Beyond the command to love the foreigner, immigration gets really confusing. How does our government secure our borders? What policies should be in place about people who enter illegally? What about their kids, legal citizens by birth? Are there win-win pathways to citizenship? Do immigrants take jobs away from those already here or do they, on balance, create jobs? How do we deport undesirables and who defines who they are?

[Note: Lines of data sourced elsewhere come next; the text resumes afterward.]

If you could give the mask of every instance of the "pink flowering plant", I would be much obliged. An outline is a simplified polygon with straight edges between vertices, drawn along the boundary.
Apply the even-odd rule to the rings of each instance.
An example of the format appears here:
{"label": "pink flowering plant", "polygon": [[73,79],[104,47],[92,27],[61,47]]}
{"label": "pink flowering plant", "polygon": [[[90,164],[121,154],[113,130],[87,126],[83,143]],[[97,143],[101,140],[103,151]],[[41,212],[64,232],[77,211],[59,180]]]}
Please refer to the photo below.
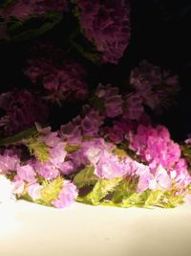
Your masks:
{"label": "pink flowering plant", "polygon": [[0,8],[9,42],[38,37],[60,21],[62,28],[65,15],[75,24],[74,32],[63,29],[61,42],[31,40],[19,67],[24,82],[0,95],[0,202],[191,203],[191,139],[179,144],[154,121],[175,104],[178,76],[143,60],[122,89],[101,80],[91,86],[91,65],[117,65],[128,50],[129,1],[17,0]]}

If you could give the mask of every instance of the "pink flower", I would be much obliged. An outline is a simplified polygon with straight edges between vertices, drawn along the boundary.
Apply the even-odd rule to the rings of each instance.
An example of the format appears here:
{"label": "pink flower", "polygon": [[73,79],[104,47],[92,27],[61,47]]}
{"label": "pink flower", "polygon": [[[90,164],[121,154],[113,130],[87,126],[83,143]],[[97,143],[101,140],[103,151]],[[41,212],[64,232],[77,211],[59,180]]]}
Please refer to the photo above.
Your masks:
{"label": "pink flower", "polygon": [[43,186],[41,186],[38,183],[32,184],[28,187],[28,193],[30,197],[32,198],[32,200],[39,199],[41,198],[40,192],[42,190]]}
{"label": "pink flower", "polygon": [[118,94],[118,88],[112,87],[110,84],[104,86],[99,84],[96,90],[96,96],[103,101],[106,116],[110,118],[122,114],[122,98]]}
{"label": "pink flower", "polygon": [[77,197],[76,186],[69,180],[64,181],[63,188],[58,195],[56,200],[52,201],[56,208],[64,208],[70,206]]}
{"label": "pink flower", "polygon": [[35,179],[35,172],[33,168],[27,164],[23,166],[17,167],[17,176],[19,179],[27,181],[29,183],[34,183],[36,181]]}
{"label": "pink flower", "polygon": [[85,36],[94,42],[104,62],[117,63],[129,44],[129,1],[80,0],[76,5]]}

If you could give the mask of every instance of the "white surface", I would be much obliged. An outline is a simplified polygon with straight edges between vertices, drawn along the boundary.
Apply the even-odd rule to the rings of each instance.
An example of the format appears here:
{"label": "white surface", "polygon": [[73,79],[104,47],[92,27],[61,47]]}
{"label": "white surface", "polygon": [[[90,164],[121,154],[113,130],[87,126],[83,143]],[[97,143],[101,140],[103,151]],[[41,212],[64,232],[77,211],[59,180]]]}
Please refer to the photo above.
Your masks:
{"label": "white surface", "polygon": [[0,204],[1,256],[190,256],[191,208]]}

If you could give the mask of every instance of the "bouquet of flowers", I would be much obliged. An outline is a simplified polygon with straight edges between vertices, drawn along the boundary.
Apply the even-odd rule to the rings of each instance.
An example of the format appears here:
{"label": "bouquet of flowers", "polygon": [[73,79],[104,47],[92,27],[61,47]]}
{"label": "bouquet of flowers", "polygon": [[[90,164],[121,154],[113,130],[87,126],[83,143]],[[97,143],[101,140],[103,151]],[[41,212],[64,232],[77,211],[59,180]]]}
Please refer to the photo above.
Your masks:
{"label": "bouquet of flowers", "polygon": [[[29,86],[0,95],[0,202],[191,203],[190,139],[179,145],[153,121],[173,105],[178,77],[142,60],[121,88],[101,82],[93,88],[83,61],[70,56],[72,47],[96,68],[117,64],[131,35],[128,1],[4,1],[0,14],[3,43],[38,37],[22,69]],[[39,37],[71,16],[76,30],[61,47]],[[76,103],[79,109],[66,121]],[[58,108],[62,124],[52,130]]]}

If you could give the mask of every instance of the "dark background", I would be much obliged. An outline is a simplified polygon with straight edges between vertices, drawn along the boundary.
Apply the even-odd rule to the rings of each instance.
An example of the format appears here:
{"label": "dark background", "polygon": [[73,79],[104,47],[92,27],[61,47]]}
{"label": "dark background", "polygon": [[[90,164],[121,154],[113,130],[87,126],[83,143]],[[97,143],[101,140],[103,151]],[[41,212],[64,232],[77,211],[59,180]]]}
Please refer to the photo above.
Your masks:
{"label": "dark background", "polygon": [[[181,91],[179,93],[177,105],[157,117],[156,121],[165,124],[174,139],[182,140],[191,132],[191,1],[132,0],[131,8],[130,45],[118,65],[107,64],[99,67],[78,56],[74,58],[79,58],[88,69],[90,86],[93,87],[100,81],[125,86],[131,68],[142,59],[178,74]],[[72,28],[73,20],[69,23],[67,27]],[[62,25],[57,25],[45,37],[53,37],[57,44],[61,44],[65,36],[64,33],[60,34]],[[23,84],[30,87],[29,81],[21,70],[32,43],[32,40],[1,45],[1,92]],[[61,111],[60,109],[57,113]]]}

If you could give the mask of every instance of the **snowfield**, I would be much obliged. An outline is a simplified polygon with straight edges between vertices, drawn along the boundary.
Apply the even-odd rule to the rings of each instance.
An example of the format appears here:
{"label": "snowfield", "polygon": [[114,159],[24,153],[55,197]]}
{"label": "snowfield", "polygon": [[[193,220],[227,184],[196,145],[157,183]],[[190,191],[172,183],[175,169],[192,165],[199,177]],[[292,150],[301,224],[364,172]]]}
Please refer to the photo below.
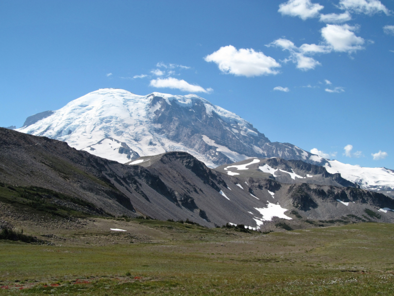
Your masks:
{"label": "snowfield", "polygon": [[[158,97],[163,99],[155,103],[153,100]],[[196,105],[196,102],[199,104]],[[361,188],[387,192],[394,190],[394,171],[385,168],[362,168],[342,163],[337,160],[325,159],[291,144],[269,142],[267,139],[268,142],[262,147],[246,144],[245,138],[244,140],[240,140],[240,135],[251,137],[259,135],[251,129],[254,128],[250,123],[232,112],[215,106],[205,99],[193,94],[175,96],[154,92],[146,96],[139,96],[123,89],[101,89],[72,101],[63,108],[54,111],[50,116],[17,130],[66,142],[77,149],[84,150],[96,156],[121,163],[130,162],[135,159],[136,153],[139,156],[146,156],[171,151],[189,153],[210,168],[217,166],[215,164],[217,162],[215,161],[219,160],[217,159],[215,160],[214,157],[220,153],[234,162],[256,156],[256,155],[248,156],[238,153],[217,144],[209,137],[208,127],[204,129],[205,131],[201,131],[201,138],[196,140],[199,142],[196,146],[188,146],[182,141],[174,142],[169,140],[167,132],[161,130],[162,123],[160,122],[162,121],[157,120],[156,117],[158,111],[164,107],[168,107],[167,105],[176,106],[177,108],[180,106],[194,113],[197,112],[197,109],[193,109],[195,106],[197,105],[198,108],[202,106],[205,110],[203,110],[201,114],[209,118],[218,118],[217,120],[223,126],[223,131],[230,132],[230,136],[233,137],[240,146],[247,147],[252,151],[261,153],[262,156],[268,155],[264,153],[270,153],[266,157],[271,157],[273,154],[276,155],[273,157],[287,159],[296,158],[316,161],[320,164],[324,164],[329,173],[340,173],[343,178],[359,185]],[[262,134],[260,135],[264,137]],[[211,154],[204,149],[198,150],[196,148],[197,146],[200,148],[201,146],[206,145],[212,148],[210,150]],[[131,153],[133,155],[132,159]],[[254,159],[250,163],[258,161],[258,159]],[[133,162],[131,164],[136,164]],[[240,167],[237,167],[237,170],[247,169],[247,165],[237,166]],[[231,166],[227,168],[230,167]],[[260,168],[274,177],[275,173],[277,174],[278,171],[266,164]],[[296,178],[305,178],[294,172],[281,171],[289,174],[294,180]],[[230,170],[227,172],[230,176],[239,175],[238,173]],[[307,178],[311,177],[307,176]]]}
{"label": "snowfield", "polygon": [[363,168],[337,160],[328,160],[325,167],[330,174],[340,173],[342,178],[361,188],[394,188],[394,172],[385,168]]}

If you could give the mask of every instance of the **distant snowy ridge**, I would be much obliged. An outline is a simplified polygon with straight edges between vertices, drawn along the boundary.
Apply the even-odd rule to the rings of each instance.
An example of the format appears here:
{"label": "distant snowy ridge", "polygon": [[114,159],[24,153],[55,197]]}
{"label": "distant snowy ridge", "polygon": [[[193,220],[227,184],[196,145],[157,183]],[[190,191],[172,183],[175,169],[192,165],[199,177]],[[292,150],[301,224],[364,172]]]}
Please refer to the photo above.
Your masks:
{"label": "distant snowy ridge", "polygon": [[340,173],[342,178],[364,189],[387,190],[394,189],[394,171],[386,168],[364,168],[328,160],[325,165],[330,174]]}
{"label": "distant snowy ridge", "polygon": [[329,173],[340,173],[362,188],[394,190],[393,171],[345,164],[289,143],[271,142],[250,122],[193,94],[139,96],[104,88],[28,121],[17,130],[65,141],[122,163],[171,151],[189,153],[211,168],[253,157],[280,157],[324,165]]}

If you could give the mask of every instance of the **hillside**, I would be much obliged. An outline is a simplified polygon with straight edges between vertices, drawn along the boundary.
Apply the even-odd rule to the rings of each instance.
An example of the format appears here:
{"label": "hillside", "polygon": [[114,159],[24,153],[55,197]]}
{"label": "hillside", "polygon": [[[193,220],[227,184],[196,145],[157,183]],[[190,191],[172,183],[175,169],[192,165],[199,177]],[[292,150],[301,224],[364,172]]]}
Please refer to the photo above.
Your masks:
{"label": "hillside", "polygon": [[[145,156],[134,161],[138,164],[123,165],[65,142],[6,129],[0,129],[0,182],[9,202],[13,190],[33,186],[90,203],[103,215],[189,219],[209,227],[227,222],[265,227],[278,219],[274,217],[295,227],[304,227],[307,218],[394,219],[390,210],[394,201],[380,193],[229,176],[185,152]],[[366,211],[377,216],[367,216]]]}

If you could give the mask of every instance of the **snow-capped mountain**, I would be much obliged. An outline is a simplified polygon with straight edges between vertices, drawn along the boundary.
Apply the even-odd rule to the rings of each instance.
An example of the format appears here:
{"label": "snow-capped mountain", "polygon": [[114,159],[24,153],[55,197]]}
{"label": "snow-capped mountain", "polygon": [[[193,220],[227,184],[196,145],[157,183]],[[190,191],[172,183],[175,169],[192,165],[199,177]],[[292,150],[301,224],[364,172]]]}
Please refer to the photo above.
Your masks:
{"label": "snow-capped mountain", "polygon": [[45,114],[18,130],[122,163],[134,159],[131,150],[141,156],[183,151],[211,167],[254,156],[320,162],[294,145],[271,142],[250,123],[195,95],[102,89]]}
{"label": "snow-capped mountain", "polygon": [[139,96],[102,89],[28,119],[17,130],[121,163],[171,151],[187,152],[211,168],[254,157],[280,157],[324,166],[361,188],[394,190],[393,171],[345,164],[271,142],[250,122],[196,95]]}

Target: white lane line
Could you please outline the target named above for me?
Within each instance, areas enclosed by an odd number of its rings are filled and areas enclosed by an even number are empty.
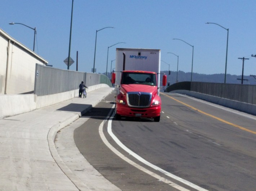
[[[198,102],[200,102],[201,103],[205,103],[206,104],[207,104],[208,105],[209,105],[211,106],[212,106],[215,107],[217,107],[217,108],[219,108],[219,109],[221,109],[221,110],[225,110],[226,111],[229,111],[229,112],[231,112],[231,113],[235,113],[236,114],[237,114],[238,115],[240,115],[240,116],[243,116],[243,117],[247,117],[247,118],[250,118],[251,119],[256,120],[256,118],[255,117],[255,116],[253,115],[251,115],[251,114],[248,114],[248,113],[243,112],[242,112],[239,111],[237,110],[236,110],[234,109],[231,109],[230,108],[228,108],[227,107],[225,107],[225,106],[222,106],[221,105],[218,105],[217,103],[211,103],[211,102],[208,102],[207,101],[205,101],[204,100],[202,100],[202,99],[200,99],[199,98],[194,98],[194,97],[190,97],[188,96],[187,96],[186,95],[184,95],[183,94],[181,94],[177,93],[176,93],[176,94],[177,94],[178,95],[179,95],[180,96],[183,96],[184,97],[186,97],[186,98],[189,98],[190,99],[193,99],[193,100],[197,101]]]
[[[110,111],[110,114],[112,110],[113,109],[114,107],[114,106],[113,106],[113,107],[112,107],[112,109],[111,110],[111,111]],[[110,114],[109,114],[108,116],[109,116],[110,115]],[[129,154],[132,155],[137,159],[142,162],[145,164],[146,164],[147,166],[152,168],[154,169],[155,169],[157,171],[158,171],[159,172],[162,172],[162,173],[164,174],[165,175],[169,176],[169,177],[170,177],[172,178],[173,178],[174,179],[177,180],[184,184],[189,186],[191,188],[193,188],[198,190],[199,190],[200,191],[207,191],[207,190],[203,188],[202,188],[197,185],[195,185],[191,182],[190,182],[187,181],[186,181],[184,179],[183,179],[183,178],[182,178],[176,175],[175,175],[174,174],[170,173],[165,171],[164,170],[162,169],[162,168],[159,168],[159,167],[149,163],[147,160],[143,159],[141,157],[140,157],[140,156],[139,156],[137,154],[133,152],[129,149],[126,146],[125,146],[123,144],[123,143],[121,142],[121,141],[120,141],[119,139],[117,138],[115,136],[115,135],[112,132],[111,124],[112,122],[112,119],[114,117],[114,115],[115,112],[113,112],[112,115],[111,116],[111,117],[110,117],[109,120],[107,124],[107,132],[110,135],[110,136],[112,138],[112,139],[113,139],[115,141],[115,142],[121,148],[122,148],[124,150],[127,152]],[[149,170],[147,170],[147,169],[144,168],[141,166],[134,163],[131,160],[129,159],[128,158],[126,157],[125,156],[123,155],[123,154],[120,153],[115,148],[113,147],[113,146],[112,146],[112,145],[111,145],[111,144],[109,143],[107,141],[107,140],[105,137],[103,133],[103,125],[105,123],[105,122],[106,121],[107,119],[106,119],[101,124],[99,128],[99,132],[101,137],[101,139],[102,139],[103,142],[105,143],[106,145],[107,145],[111,150],[112,150],[113,152],[115,153],[118,156],[119,156],[121,158],[122,158],[128,163],[132,164],[132,165],[137,168],[138,169],[143,171],[143,172],[146,172],[146,173],[147,173],[151,175],[153,177],[154,177],[156,178],[157,178],[158,180],[162,181],[165,183],[169,184],[171,186],[172,186],[173,187],[178,190],[181,190],[182,191],[186,191],[189,190],[185,188],[182,187],[180,185],[175,184],[175,183],[168,180],[167,180],[165,178],[164,178],[161,176],[160,176],[149,171]]]

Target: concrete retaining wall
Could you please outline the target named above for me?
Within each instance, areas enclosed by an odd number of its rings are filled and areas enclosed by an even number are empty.
[[[256,105],[231,100],[187,90],[175,90],[172,91],[171,93],[187,95],[227,107],[256,115]]]
[[[87,92],[109,87],[100,84],[89,87]],[[79,89],[56,94],[37,96],[34,94],[0,95],[0,118],[29,112],[78,96]]]
[[[48,61],[1,29],[0,52],[0,94],[32,93],[36,64]]]

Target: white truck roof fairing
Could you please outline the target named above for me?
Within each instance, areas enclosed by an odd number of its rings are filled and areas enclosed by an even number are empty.
[[[160,52],[159,49],[116,48],[115,89],[120,85],[120,72],[123,70],[143,70],[160,73]],[[159,74],[158,75],[158,88],[160,79]]]

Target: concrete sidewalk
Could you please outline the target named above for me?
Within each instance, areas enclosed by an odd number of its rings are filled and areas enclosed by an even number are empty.
[[[88,93],[86,98],[75,97],[0,120],[0,190],[119,190],[97,171],[93,172],[96,170],[89,164],[85,164],[88,170],[83,176],[90,176],[97,185],[77,176],[65,165],[54,143],[57,132],[113,90],[102,88]]]

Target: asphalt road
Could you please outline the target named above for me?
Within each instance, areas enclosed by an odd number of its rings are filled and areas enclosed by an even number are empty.
[[[74,138],[91,164],[120,189],[255,190],[255,116],[167,93],[161,95],[160,122],[131,118],[112,121],[111,127],[116,138],[160,170],[124,151],[107,132],[107,124],[103,126],[104,135],[114,148],[152,174],[167,180],[169,183],[166,183],[127,162],[102,141],[99,126],[114,104],[114,96],[110,94],[87,113],[90,119],[76,129]],[[178,189],[177,185],[180,186]]]

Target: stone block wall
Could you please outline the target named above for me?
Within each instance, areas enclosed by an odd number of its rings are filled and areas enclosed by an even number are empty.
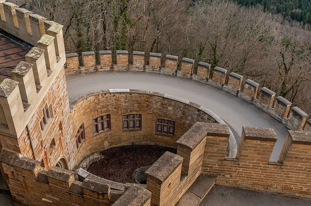
[[[84,124],[86,139],[77,154],[78,163],[85,156],[111,146],[155,143],[175,147],[175,142],[197,122],[216,123],[209,114],[195,104],[167,95],[139,90],[110,90],[81,96],[71,102],[73,133]],[[140,92],[145,93],[141,93]],[[142,114],[142,129],[123,132],[122,115]],[[110,114],[111,129],[93,134],[92,120]],[[157,118],[175,121],[174,135],[158,135],[155,131]]]

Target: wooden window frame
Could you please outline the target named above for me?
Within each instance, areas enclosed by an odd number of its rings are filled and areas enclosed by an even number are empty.
[[[159,120],[161,120],[161,122],[159,122]],[[166,123],[164,122],[165,121],[167,121],[168,123]],[[174,123],[173,124],[171,123],[171,122]],[[158,130],[158,125],[161,125],[161,131],[159,131]],[[164,125],[167,126],[167,132],[165,132],[164,131]],[[172,133],[169,132],[169,128],[171,127],[173,127],[173,132]],[[163,135],[165,136],[173,136],[175,135],[175,128],[176,127],[176,121],[170,119],[167,119],[157,118],[156,119],[156,134],[159,135]]]
[[[107,115],[107,118],[104,118],[104,117],[106,115]],[[98,120],[98,118],[101,117],[101,119]],[[94,121],[95,120],[95,122]],[[108,127],[105,127],[105,125],[104,122],[106,121],[108,121]],[[101,129],[99,129],[99,124],[101,124],[102,126],[102,128]],[[94,126],[96,125],[96,131],[94,131]],[[105,131],[109,131],[111,130],[111,115],[110,113],[104,114],[100,116],[96,117],[92,120],[92,130],[93,131],[93,135],[96,135],[99,134]]]
[[[131,118],[130,117],[130,115],[133,115],[134,118]],[[139,115],[139,117],[137,117],[137,115]],[[125,116],[127,116],[127,118],[125,118]],[[134,121],[134,126],[133,127],[130,127],[130,121],[133,120]],[[139,120],[139,126],[137,127],[136,125],[136,121]],[[124,122],[127,121],[128,127],[124,127]],[[142,128],[142,114],[139,113],[130,113],[128,114],[124,114],[122,115],[122,128],[123,131],[126,132],[127,131],[133,131],[141,130]]]
[[[76,143],[77,149],[78,149],[80,146],[85,139],[85,131],[84,129],[84,123],[83,123],[79,126],[78,131],[76,133]]]

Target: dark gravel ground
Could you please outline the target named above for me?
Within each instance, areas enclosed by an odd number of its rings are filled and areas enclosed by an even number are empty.
[[[121,183],[132,182],[132,173],[138,168],[151,165],[165,151],[177,150],[158,145],[135,145],[112,147],[100,152],[104,158],[91,165],[87,171]]]

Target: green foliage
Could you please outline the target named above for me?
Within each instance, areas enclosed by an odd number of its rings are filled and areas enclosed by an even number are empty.
[[[234,0],[246,6],[262,5],[265,10],[281,14],[293,20],[311,24],[311,1],[310,0]]]

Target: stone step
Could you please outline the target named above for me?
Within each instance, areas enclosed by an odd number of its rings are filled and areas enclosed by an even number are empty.
[[[198,206],[213,187],[216,177],[200,175],[176,204],[176,206]]]

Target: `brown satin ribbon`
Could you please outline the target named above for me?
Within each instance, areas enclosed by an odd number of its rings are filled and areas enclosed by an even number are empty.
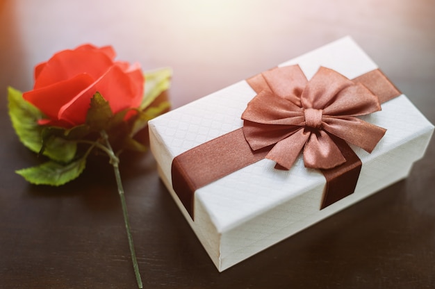
[[[306,81],[301,79],[304,76],[293,73],[291,70],[286,69],[281,74],[288,83]],[[261,74],[247,81],[258,93],[274,85],[271,82],[280,81],[279,79],[271,79],[266,81]],[[379,69],[363,74],[354,79],[353,82],[362,83],[382,103],[401,94]],[[302,88],[295,85],[292,89],[297,95],[298,93],[300,94]],[[297,99],[292,101],[300,102]],[[329,135],[345,157],[345,163],[332,169],[321,170],[327,183],[320,208],[354,192],[362,165],[359,158],[345,141],[334,135]],[[171,167],[172,187],[193,219],[193,196],[196,190],[264,158],[274,146],[272,144],[254,151],[247,142],[242,128],[231,131],[175,157]],[[276,167],[279,167],[277,164]]]

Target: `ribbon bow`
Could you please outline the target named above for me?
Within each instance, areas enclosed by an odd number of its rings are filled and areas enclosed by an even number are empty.
[[[242,115],[254,151],[274,145],[266,158],[289,170],[303,151],[306,167],[331,169],[346,159],[330,135],[371,153],[386,129],[356,117],[381,110],[366,86],[321,67],[309,81],[298,65],[263,72],[250,85],[261,91]]]

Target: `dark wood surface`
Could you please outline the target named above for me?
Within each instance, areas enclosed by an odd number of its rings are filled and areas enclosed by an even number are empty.
[[[174,107],[350,35],[435,122],[435,2],[0,1],[0,288],[134,288],[113,172],[94,160],[59,188],[14,171],[38,163],[15,136],[6,87],[85,42],[174,69]],[[145,287],[435,288],[435,142],[409,177],[218,273],[159,181],[151,154],[122,175]]]

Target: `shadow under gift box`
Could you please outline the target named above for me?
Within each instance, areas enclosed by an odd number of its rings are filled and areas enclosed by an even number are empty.
[[[350,38],[279,66],[296,64],[309,80],[320,66],[350,79],[378,68]],[[353,194],[320,209],[326,179],[319,170],[306,168],[302,156],[288,171],[276,170],[274,162],[263,159],[197,189],[193,220],[172,188],[172,160],[242,127],[240,116],[255,95],[242,81],[149,124],[159,174],[220,272],[407,177],[413,162],[423,156],[434,131],[402,94],[382,104],[381,111],[360,117],[387,132],[371,154],[350,145],[363,163]]]

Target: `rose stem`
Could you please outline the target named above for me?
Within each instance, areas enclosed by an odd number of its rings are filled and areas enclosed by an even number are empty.
[[[124,188],[122,188],[122,182],[121,181],[121,174],[120,173],[120,159],[115,155],[113,149],[110,146],[110,143],[108,141],[108,137],[106,131],[102,131],[101,135],[103,137],[106,142],[106,145],[108,149],[108,154],[110,158],[110,163],[113,166],[113,171],[115,172],[115,177],[116,179],[116,183],[118,187],[118,192],[120,194],[120,198],[121,199],[121,206],[122,207],[122,213],[124,214],[124,222],[125,223],[125,229],[127,231],[127,238],[129,239],[129,246],[130,247],[130,253],[131,254],[131,261],[133,261],[133,267],[134,269],[134,274],[136,276],[136,281],[138,282],[138,287],[142,289],[143,285],[142,283],[142,279],[140,278],[140,273],[139,272],[139,266],[138,265],[138,260],[136,259],[136,254],[134,249],[134,245],[133,244],[133,237],[131,236],[131,232],[130,230],[130,223],[129,222],[129,213],[127,212],[127,205],[125,201],[125,197],[124,195]]]

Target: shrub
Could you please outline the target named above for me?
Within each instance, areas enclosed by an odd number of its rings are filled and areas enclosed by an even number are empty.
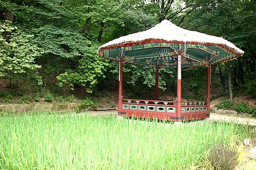
[[[47,94],[45,95],[45,101],[47,102],[52,102],[53,101],[54,95],[53,94]]]
[[[256,117],[256,107],[250,107],[249,109],[248,113],[251,114],[252,117]]]
[[[18,103],[19,104],[29,103],[31,100],[31,98],[27,95],[24,95],[19,98],[18,101]]]
[[[93,104],[94,104],[94,102],[91,99],[87,98],[87,99],[84,99],[84,100],[83,100],[81,102],[81,103],[82,105],[84,105],[87,107],[89,107],[89,106],[93,105]]]
[[[225,145],[223,140],[213,147],[207,159],[215,170],[233,169],[238,165],[239,153],[237,149]]]
[[[66,101],[65,98],[63,96],[60,95],[59,97],[56,97],[55,100],[58,102],[63,102]]]
[[[33,101],[34,101],[34,102],[40,102],[40,100],[41,100],[41,99],[38,96],[35,96],[34,98],[33,98]]]
[[[246,81],[246,92],[256,98],[256,73],[251,72],[245,76]]]
[[[72,102],[74,100],[74,98],[75,98],[74,94],[71,94],[67,98],[67,100],[69,102]]]
[[[233,102],[228,100],[223,100],[215,105],[219,109],[230,109],[233,107]]]
[[[236,105],[234,109],[239,113],[249,113],[250,107],[244,102],[239,102]]]

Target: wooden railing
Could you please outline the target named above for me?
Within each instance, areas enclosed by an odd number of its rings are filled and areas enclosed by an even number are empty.
[[[182,101],[181,113],[195,113],[207,111],[206,101]],[[176,101],[123,99],[122,110],[140,111],[176,112]]]

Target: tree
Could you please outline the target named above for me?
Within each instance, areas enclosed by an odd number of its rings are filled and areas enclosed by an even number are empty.
[[[41,67],[35,64],[41,51],[30,42],[33,37],[11,22],[0,22],[0,77],[9,79],[10,84],[12,80],[35,76],[35,71]]]

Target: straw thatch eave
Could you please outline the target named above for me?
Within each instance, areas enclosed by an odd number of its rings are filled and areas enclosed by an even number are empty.
[[[191,43],[202,45],[217,46],[237,57],[244,52],[233,43],[221,38],[187,30],[164,20],[151,29],[137,33],[121,37],[101,45],[98,49],[99,55],[103,57],[103,50],[120,48],[151,42]]]

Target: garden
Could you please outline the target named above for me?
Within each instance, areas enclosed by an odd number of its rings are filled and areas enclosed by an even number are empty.
[[[234,123],[176,125],[88,112],[2,112],[0,131],[4,169],[231,169],[249,135]]]

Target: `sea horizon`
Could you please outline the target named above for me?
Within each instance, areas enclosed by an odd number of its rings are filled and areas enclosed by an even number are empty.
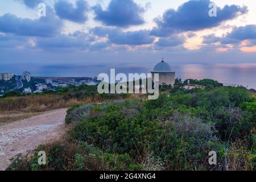
[[[200,63],[167,62],[176,72],[176,77],[188,78],[210,78],[223,84],[242,85],[248,89],[256,89],[256,63]],[[16,64],[1,65],[0,72],[11,72],[20,75],[23,71],[30,72],[32,76],[82,77],[94,77],[101,73],[110,73],[115,69],[115,73],[150,73],[155,63],[123,64]],[[0,64],[1,65],[1,64]]]

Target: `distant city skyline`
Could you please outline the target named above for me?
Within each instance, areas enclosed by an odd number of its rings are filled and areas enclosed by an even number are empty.
[[[255,17],[250,0],[3,0],[0,66],[256,63]]]

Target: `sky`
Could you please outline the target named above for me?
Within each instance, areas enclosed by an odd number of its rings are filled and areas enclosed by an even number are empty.
[[[1,0],[0,67],[256,64],[255,17],[251,0]]]

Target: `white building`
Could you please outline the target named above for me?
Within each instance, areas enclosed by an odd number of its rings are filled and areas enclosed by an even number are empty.
[[[24,89],[23,92],[22,93],[27,94],[27,93],[31,93],[32,90],[30,88],[27,88]]]
[[[52,80],[51,79],[46,79],[46,83],[47,84],[52,84]]]
[[[42,84],[36,84],[36,91],[43,91],[48,89],[47,85],[44,85]]]
[[[152,79],[156,73],[159,74],[159,84],[166,84],[174,86],[175,82],[175,72],[172,71],[170,65],[165,63],[163,59],[155,65],[151,72]]]
[[[13,73],[0,73],[0,80],[9,81],[13,78]]]
[[[30,73],[27,71],[24,72],[23,74],[22,74],[22,78],[23,80],[26,80],[27,82],[30,82],[30,80],[31,80]]]

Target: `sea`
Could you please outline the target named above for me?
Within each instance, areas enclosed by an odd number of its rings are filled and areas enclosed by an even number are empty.
[[[116,74],[149,73],[156,63],[0,64],[0,73],[11,72],[20,75],[27,71],[32,76],[94,77],[101,73],[109,74],[112,68],[115,69]],[[248,89],[256,89],[256,63],[168,63],[176,72],[176,77],[182,80],[211,78],[223,84],[242,85]]]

In The Bible, Justice, and Me class we did not try to answer all those questions. (If we did, we would still be meeting—six months later!) But, Denise Chang walked us through the current realities for refugees and asylum-seekers in the Denver area. Denise, a Waterstone member, founded the Colorado Hosting Asylum Network (CHAN), which helps churches and families come alongside approved asylum-seekers to get them established with housing, jobs, language, and supportive community. She and her organization are seen by the media and local governments as effective responders in this arena, which is saying something! (See the link to CHAN at the end of this blog.)
Waterstone people have also played important roles in helping some families evacuated out of Afghanistan to settle in the Denver area. In the class, they told us a bit of their story and the richness of the experience, including multiple ways in which God “showed up.”
- You can be loving to an immigrant in simple, natural ways like chatting with obviously-immigrant parents watching their kids at the Clement Park playground. Or, taking brownies to a newly-arrived neighbor, or encouraging your kids to sit with an immigrant classmate kind in the school lunchroom.
- You can show love to an immigrant in longer term ways by volunteering with CHAN or engaging in roles with other Waterstone ministry partners. Connect with Kylie Watters.
- You can engage as a citizen by factoring in your own application of loving the foreigner as you vote in elections.
- You can find a safe place to talk about all this gnarly stuff. (One of us blog authors would be a great place to start).
For me, immigration does not feel personal, even though I am the third generation of immigrants on both my mom’s and dad’s sides. My grandparents came from ‘desirable’ areas—Scotland and Sweden—so they were able to assimilate freely. It feels like my family has always been here. That means I need to learn from others’ experiences and I need to rub shoulders with those for whom immigration is personal. That helps me embrace God’s command to love the foreigner/immigrant. As Waterstone, let’s find our own, personal ways to do that better and better as we face the impossibly-complex issue of immigration.
RESOURCES
Below are resources and recommendations you may consider checking out. Note that these resources have been picked by the author, the Justice Team or were incorporated into The Bible, Justice and Me presentations.
Local Serving Opportunity
CHAN: Info about purpose, strategy, etc, with links to news, videos, social media posts, and stories.
Books
The Making of Asian America by Erica Lee
An exhaustive study of Asian immigrants and their descendants.
Fever in the Heartland by Timothy Egan
A detailed account of how the KKK used anti-immigrant sentiment to gain a huge following in the 1920s-30s from the Midwest to our front range cities.
Working Toward Whiteness by David Roediger
For the history nerds among us. A dense treatment of immigration and how scorned groups eventually became acceptable.
A Netflix Series
Descendant a 2022 American historical documentary film directed by Margaret Brown
A documentary about a group of people living in Africatown, Alabama, and the weight of history that bears down on them. They are descendants of the last known slaves brought to the United States. Their ancestors were kidnapped and taken to Mobile Bay in either 1859 or 1860 aboard a ship called the Clotilda. The wreck of the ship was discovered in 2019, and director Margaret Brown seeks to understand how it has impacted the lives of Africatown's residents.